Jamie Cunningham | Broadcasters should take a cut of virtual advertising revenues

Jamie Cunningham, advisor to the board of virtual advertising solutions firm UniqFEED, says broadcasters should be incentivised to include virtual advertising in their sports coverage by receiving a share of the revenues generated. He argues such a model could help to maintain rights fees in the face of Covid-19 and a changing media landscape

Jamie Cunningham, interim chief executive, UniqFEED (Photo: UniqFEED).

The Covid-19 pandemic has altered the sports rights model landscape forever. The new contours will probably only be fully revealed in the next series of rights renewals.

The good news is that the planet loves live sport and some major entertainment OTT players such as Amazon are now in the sports market. The bad news is that changing habits and technology means that the value of sports rights – and the ROI analysis for rights-holders and business partners – has never been more complicated.

Unfortunately for rights-holders, many broadcasters are feeling the pain in sport globally. In short, there is a trend of declines in total viewers and fewer quality eyeball minutes on the main screen during live matches. This has an obvious knock-on effect with the ROI.

Consider both the Super Bowl and the Australian Open tennis in 2021. Both elite sporting events with incredible narratives and strong global audience figures – but both with decreases in total global viewers in their most recent editions. A Covid anomaly or a new reality now facing sport? Hopefully the former for the next batch of rights renewals.

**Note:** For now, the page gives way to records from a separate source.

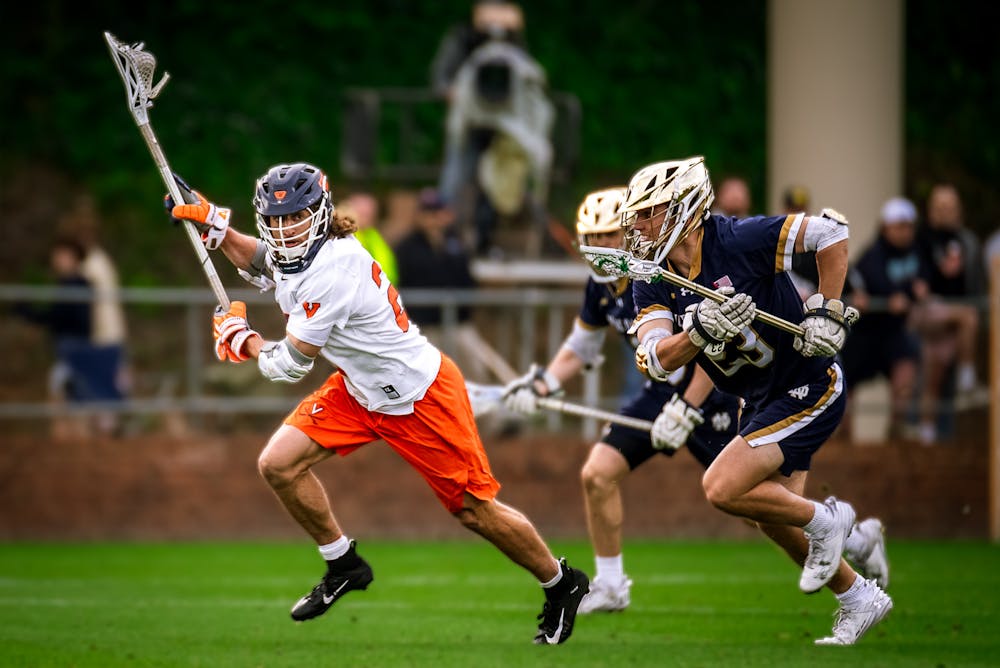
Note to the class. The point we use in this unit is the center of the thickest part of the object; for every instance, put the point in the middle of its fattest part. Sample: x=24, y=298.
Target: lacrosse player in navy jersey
x=678, y=405
x=792, y=385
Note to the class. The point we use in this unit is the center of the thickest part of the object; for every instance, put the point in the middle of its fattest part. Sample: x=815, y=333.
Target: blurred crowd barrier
x=177, y=383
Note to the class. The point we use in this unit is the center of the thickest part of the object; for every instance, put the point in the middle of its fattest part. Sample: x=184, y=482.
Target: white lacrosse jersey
x=344, y=303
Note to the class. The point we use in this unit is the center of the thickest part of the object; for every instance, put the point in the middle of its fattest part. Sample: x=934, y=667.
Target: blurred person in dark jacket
x=948, y=327
x=882, y=343
x=433, y=256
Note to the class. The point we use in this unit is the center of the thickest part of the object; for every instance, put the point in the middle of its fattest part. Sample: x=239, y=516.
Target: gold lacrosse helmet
x=599, y=213
x=680, y=189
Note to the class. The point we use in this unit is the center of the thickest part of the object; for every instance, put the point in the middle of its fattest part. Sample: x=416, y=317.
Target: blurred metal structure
x=397, y=134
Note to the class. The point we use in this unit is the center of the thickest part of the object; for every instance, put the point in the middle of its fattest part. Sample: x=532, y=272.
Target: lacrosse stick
x=487, y=398
x=135, y=65
x=619, y=262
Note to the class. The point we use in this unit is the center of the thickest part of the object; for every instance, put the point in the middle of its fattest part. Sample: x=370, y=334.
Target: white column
x=835, y=105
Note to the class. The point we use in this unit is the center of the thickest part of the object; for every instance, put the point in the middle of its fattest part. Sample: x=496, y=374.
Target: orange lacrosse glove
x=231, y=331
x=212, y=221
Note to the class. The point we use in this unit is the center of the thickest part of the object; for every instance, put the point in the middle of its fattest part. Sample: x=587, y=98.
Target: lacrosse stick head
x=600, y=214
x=664, y=203
x=293, y=211
x=136, y=66
x=619, y=262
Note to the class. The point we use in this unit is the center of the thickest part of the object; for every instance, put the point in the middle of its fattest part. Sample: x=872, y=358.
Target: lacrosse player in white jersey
x=390, y=384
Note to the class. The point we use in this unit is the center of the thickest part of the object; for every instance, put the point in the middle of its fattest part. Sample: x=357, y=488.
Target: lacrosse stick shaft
x=194, y=236
x=579, y=410
x=139, y=91
x=717, y=297
x=619, y=262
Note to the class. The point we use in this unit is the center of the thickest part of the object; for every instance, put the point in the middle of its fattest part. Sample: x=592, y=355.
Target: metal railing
x=523, y=321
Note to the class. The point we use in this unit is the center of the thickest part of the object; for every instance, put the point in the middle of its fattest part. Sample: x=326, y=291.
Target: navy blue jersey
x=612, y=305
x=752, y=255
x=608, y=304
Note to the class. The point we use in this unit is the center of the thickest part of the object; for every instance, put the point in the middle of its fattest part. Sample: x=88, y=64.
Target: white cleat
x=852, y=623
x=871, y=561
x=604, y=597
x=825, y=549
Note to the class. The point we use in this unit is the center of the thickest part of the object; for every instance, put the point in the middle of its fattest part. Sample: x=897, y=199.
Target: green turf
x=462, y=604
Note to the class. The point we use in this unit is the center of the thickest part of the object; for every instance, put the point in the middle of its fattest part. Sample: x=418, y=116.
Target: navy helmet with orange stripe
x=294, y=210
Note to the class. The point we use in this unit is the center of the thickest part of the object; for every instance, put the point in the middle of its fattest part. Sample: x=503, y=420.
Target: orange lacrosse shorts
x=439, y=439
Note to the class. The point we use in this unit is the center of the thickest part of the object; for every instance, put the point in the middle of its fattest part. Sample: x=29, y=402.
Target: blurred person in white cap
x=949, y=323
x=888, y=279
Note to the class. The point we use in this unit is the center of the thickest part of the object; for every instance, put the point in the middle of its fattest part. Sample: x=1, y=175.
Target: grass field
x=460, y=603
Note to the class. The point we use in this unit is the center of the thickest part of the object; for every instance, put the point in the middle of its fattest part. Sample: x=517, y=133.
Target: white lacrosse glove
x=827, y=324
x=264, y=283
x=709, y=322
x=674, y=424
x=231, y=331
x=212, y=221
x=521, y=394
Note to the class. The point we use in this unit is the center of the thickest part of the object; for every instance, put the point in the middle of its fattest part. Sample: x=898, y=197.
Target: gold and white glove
x=827, y=324
x=710, y=322
x=674, y=424
x=521, y=394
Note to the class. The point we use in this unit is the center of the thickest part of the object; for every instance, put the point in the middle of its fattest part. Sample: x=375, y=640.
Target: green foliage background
x=262, y=83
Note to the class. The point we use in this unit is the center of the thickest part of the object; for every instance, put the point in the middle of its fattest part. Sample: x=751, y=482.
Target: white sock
x=609, y=569
x=855, y=543
x=854, y=593
x=821, y=520
x=554, y=581
x=337, y=548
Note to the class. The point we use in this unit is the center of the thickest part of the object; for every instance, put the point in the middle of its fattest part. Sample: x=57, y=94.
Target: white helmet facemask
x=679, y=190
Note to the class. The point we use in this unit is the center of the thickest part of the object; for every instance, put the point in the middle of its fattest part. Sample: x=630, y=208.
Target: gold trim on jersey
x=786, y=242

Following a brutal 12 months without hospitality, ticketing and merchandise revenue, there are few obvious wins for rights-holders’ balance sheets. In sponsorship, there has been significant damage to several valuable sponsorship sectors, such as airlines, tourism and automotive. To generate new revenue, commercial teams have mainly focused on additional inventory for existing sponsors, betting (particularly in the US), data, social media and some short-term partnerships. In the latter, there is more virtual advertising coming into play than ever before.

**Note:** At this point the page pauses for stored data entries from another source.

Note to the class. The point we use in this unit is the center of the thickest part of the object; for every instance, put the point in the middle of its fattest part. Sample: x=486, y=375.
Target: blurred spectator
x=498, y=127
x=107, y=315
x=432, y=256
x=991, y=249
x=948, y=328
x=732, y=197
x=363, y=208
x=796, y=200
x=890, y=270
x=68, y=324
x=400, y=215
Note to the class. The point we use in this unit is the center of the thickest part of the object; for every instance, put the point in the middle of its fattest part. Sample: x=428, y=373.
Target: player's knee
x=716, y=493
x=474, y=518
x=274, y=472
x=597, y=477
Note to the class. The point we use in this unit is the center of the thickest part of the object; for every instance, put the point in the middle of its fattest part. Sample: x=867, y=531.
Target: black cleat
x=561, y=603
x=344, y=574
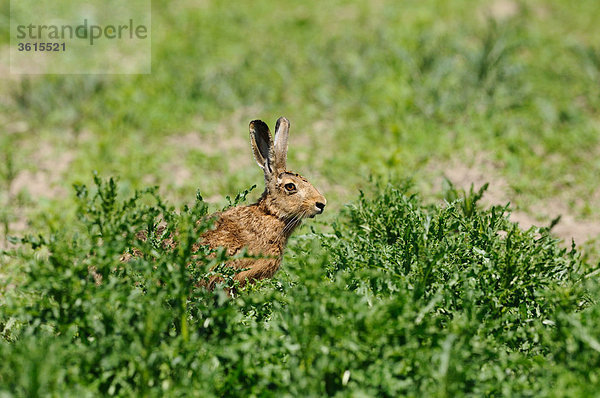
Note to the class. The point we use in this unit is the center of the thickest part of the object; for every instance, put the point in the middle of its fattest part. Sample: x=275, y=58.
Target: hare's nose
x=320, y=206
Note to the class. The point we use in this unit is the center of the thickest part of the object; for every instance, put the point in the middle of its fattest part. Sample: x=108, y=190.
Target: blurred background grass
x=508, y=89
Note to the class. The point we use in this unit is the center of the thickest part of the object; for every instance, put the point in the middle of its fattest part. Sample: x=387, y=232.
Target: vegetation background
x=415, y=289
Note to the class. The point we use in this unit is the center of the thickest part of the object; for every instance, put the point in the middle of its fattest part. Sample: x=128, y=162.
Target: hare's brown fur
x=264, y=227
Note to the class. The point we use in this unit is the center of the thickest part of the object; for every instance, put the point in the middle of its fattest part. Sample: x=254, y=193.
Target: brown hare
x=264, y=227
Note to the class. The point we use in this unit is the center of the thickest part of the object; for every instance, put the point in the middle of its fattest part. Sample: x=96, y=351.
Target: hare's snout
x=320, y=206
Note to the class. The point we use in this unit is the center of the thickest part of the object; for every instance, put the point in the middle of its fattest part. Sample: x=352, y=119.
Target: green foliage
x=399, y=299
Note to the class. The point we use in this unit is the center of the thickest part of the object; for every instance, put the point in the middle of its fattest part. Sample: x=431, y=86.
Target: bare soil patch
x=480, y=169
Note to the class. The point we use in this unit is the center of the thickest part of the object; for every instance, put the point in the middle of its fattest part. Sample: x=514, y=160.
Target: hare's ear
x=282, y=130
x=262, y=145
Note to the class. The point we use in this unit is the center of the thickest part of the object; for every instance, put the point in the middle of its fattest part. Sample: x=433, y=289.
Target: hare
x=264, y=227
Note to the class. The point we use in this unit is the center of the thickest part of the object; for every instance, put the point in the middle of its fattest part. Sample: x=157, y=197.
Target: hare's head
x=288, y=195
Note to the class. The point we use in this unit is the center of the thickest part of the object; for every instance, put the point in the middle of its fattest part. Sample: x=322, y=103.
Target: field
x=419, y=279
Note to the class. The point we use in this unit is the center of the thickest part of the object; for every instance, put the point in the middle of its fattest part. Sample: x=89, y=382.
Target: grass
x=400, y=299
x=389, y=90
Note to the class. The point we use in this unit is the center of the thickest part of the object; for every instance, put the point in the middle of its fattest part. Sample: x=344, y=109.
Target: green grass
x=384, y=89
x=400, y=299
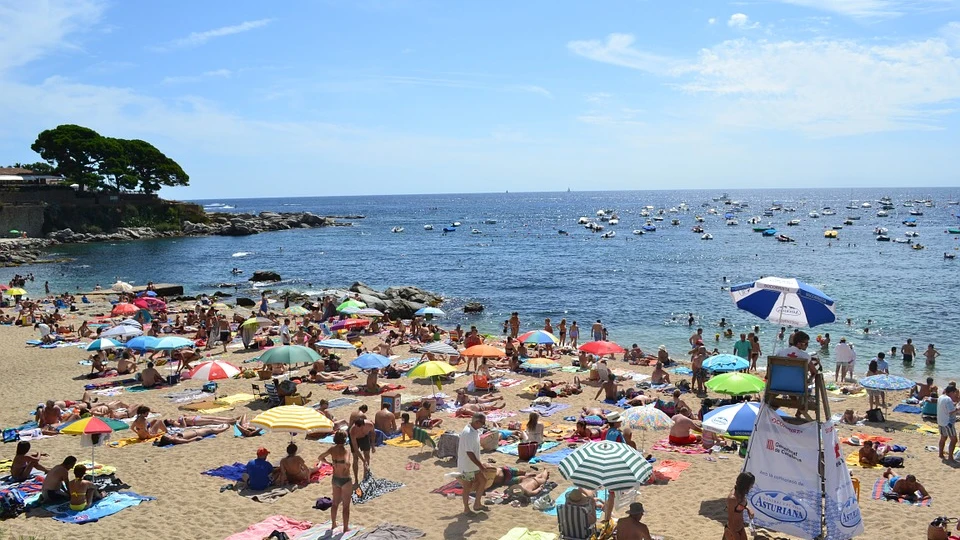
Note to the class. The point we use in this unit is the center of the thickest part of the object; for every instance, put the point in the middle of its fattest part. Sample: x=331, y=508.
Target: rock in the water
x=265, y=275
x=472, y=307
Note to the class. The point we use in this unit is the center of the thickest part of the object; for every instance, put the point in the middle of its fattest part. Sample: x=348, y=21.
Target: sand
x=190, y=505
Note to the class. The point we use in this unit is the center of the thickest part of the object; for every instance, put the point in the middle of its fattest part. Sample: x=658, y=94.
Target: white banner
x=842, y=509
x=784, y=458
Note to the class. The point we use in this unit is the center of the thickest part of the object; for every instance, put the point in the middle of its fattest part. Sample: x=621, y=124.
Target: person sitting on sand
x=189, y=435
x=906, y=487
x=680, y=432
x=25, y=462
x=83, y=493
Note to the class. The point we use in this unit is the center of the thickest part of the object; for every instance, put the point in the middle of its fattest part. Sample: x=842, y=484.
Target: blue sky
x=332, y=97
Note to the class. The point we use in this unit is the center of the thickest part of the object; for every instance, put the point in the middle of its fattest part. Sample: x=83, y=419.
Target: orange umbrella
x=484, y=351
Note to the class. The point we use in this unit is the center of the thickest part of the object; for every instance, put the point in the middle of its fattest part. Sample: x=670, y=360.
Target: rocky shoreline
x=19, y=251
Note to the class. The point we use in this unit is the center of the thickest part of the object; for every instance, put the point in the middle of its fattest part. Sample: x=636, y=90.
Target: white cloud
x=196, y=39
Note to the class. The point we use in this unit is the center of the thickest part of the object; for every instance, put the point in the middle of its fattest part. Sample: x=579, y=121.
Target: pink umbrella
x=213, y=370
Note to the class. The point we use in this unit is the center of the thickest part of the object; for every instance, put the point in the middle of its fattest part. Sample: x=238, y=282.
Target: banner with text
x=783, y=458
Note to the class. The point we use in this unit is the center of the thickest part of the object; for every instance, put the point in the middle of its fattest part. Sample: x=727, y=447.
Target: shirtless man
x=385, y=420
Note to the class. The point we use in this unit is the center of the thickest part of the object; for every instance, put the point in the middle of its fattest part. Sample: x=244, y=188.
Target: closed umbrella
x=606, y=464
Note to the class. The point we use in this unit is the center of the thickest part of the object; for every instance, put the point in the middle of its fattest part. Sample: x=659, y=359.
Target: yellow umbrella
x=292, y=418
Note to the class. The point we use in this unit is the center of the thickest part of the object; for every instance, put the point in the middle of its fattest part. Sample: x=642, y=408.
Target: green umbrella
x=736, y=384
x=289, y=354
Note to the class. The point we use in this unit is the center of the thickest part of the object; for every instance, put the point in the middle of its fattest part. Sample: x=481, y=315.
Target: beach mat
x=261, y=530
x=882, y=487
x=107, y=506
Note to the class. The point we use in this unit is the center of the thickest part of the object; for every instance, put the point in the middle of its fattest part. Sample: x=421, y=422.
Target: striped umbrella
x=213, y=370
x=606, y=464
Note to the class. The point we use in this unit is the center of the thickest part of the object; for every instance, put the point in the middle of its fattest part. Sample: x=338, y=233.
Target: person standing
x=946, y=420
x=471, y=469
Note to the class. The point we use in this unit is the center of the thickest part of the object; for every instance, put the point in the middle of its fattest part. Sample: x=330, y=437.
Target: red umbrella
x=601, y=348
x=124, y=309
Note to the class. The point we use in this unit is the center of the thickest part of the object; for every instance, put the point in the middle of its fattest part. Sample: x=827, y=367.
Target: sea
x=509, y=254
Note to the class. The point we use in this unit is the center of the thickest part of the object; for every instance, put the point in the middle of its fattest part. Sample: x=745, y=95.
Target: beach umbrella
x=171, y=343
x=293, y=419
x=290, y=354
x=142, y=343
x=601, y=348
x=785, y=301
x=611, y=465
x=121, y=286
x=94, y=427
x=370, y=361
x=439, y=347
x=886, y=383
x=335, y=344
x=483, y=351
x=351, y=303
x=121, y=331
x=736, y=384
x=103, y=344
x=736, y=420
x=539, y=337
x=721, y=363
x=213, y=370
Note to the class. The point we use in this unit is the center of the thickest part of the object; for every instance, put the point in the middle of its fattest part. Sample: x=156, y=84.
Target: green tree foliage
x=105, y=163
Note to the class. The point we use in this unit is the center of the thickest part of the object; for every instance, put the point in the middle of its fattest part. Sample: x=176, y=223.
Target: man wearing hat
x=630, y=527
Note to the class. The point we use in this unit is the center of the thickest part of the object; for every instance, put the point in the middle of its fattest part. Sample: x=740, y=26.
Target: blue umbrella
x=142, y=343
x=370, y=361
x=886, y=382
x=785, y=301
x=722, y=363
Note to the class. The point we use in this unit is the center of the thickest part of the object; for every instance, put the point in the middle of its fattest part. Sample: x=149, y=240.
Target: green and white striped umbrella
x=606, y=464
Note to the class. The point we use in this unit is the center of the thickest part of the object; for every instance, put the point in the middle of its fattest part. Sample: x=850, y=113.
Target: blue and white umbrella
x=103, y=344
x=370, y=361
x=890, y=383
x=722, y=363
x=785, y=301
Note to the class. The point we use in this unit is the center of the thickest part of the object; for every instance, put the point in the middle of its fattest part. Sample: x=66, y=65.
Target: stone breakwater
x=19, y=251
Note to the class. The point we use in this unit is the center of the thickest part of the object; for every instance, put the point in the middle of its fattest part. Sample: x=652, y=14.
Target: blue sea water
x=641, y=287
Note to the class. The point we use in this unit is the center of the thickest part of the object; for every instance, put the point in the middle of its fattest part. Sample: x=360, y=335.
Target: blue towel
x=107, y=506
x=230, y=472
x=904, y=408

Virtual advertising (VA) finally has the chance to come of age. The original mechanics of VA in the last 30 years have been based around a variety of hardware solutions, many of which were too expensive given the ROI. Most broadcasters also viewed them as too intrusive on their operations. It did not help that the broadcasters were rarely a revenue beneficiary. As a result, in terms of commercial assets, the sector has been viewed as an occasionally useful, distant cousin – rather than core family by most sports.

Part of VA’s problem to date has been the influence of the advertising signage companies in the sector. These companies are selling the LED and branding hardware solutions – and now position themselves as experiential marketers, convincing rights-holders to adopt VA in addition to their existing services. However, they are not experts in sponsorship or rights sales – or in rights-holders’ business models. They are usually selling excess inventory in addition to being a branding supplier. As a result, their sales focus has predominantly been on finding betting partners. The opportunity for VA to become a core part of the media or sponsorship rights DNA has not been in play.

Perhaps the biggest winners in the sector have been ISG. Their “virtual media” business focuses on controlling both production and commerce for clients, including Serie A and F1, using a variety of VA solutions. The key to the firm’s success has been the combination of their sales network and the control of the international feeds. VA without a buy-in or mandate is not the way forward.

The VA sector is now entering a software-inspired era. This changes everything, particularly for remote production, which has also benefitted from Covid. Ultimately, VA software can become part of the core rights and broadcast design for rights-holders. If the commercial ecosystem is structured properly, this can lead to new rights models with global, regional and local partners or revenue streams.

Usually, the key question for rights-holders with VA is: “How can we source the local or regional partner revenue?”

In actual fact, the easiest solution may benefit the next rights renegotiations. Imagine a structure whereby a licensed broadcaster can agree a revenue share with the rights-holder in agreed sponsorship categories for their territory. This can help rights-holders to maintain the current level of broadcast rights fees, whilst also creating a win-win for both rights-holder and licensee in terms of new revenue.

VA, though, is not just about new commercial opportunities. It can add value for global sponsors with local campaigns in local languages. No longer does a Shanghai resident need to see an English campaign on the LED boards – or vice-versa. VA software can also help rights-holders combat local gambling or alcohol legislation. Off-shore, remote production combined with VA may become increasingly important for both categories.

In the coming years as OTT dominates broadcast rights, the VA golden ticket is personalised programmatic ads on the LED boards or even the pitch. The main VA software providers all have this on their to-do list. No-one in the sector has the winning algorithm yet. There are also obvious rights model questions to be addressed – but the key will be shaping the business model around the software.


Following a strategic review of the virtual advertising sector and the Zurich-based sports tech start-up UniqFEED for its board in the summer of 2020, Jamie Cunningham was seconded from his agency Professional Sports Capital to UniqFEED to oversee a project management office as the interim chief executive in September 2020.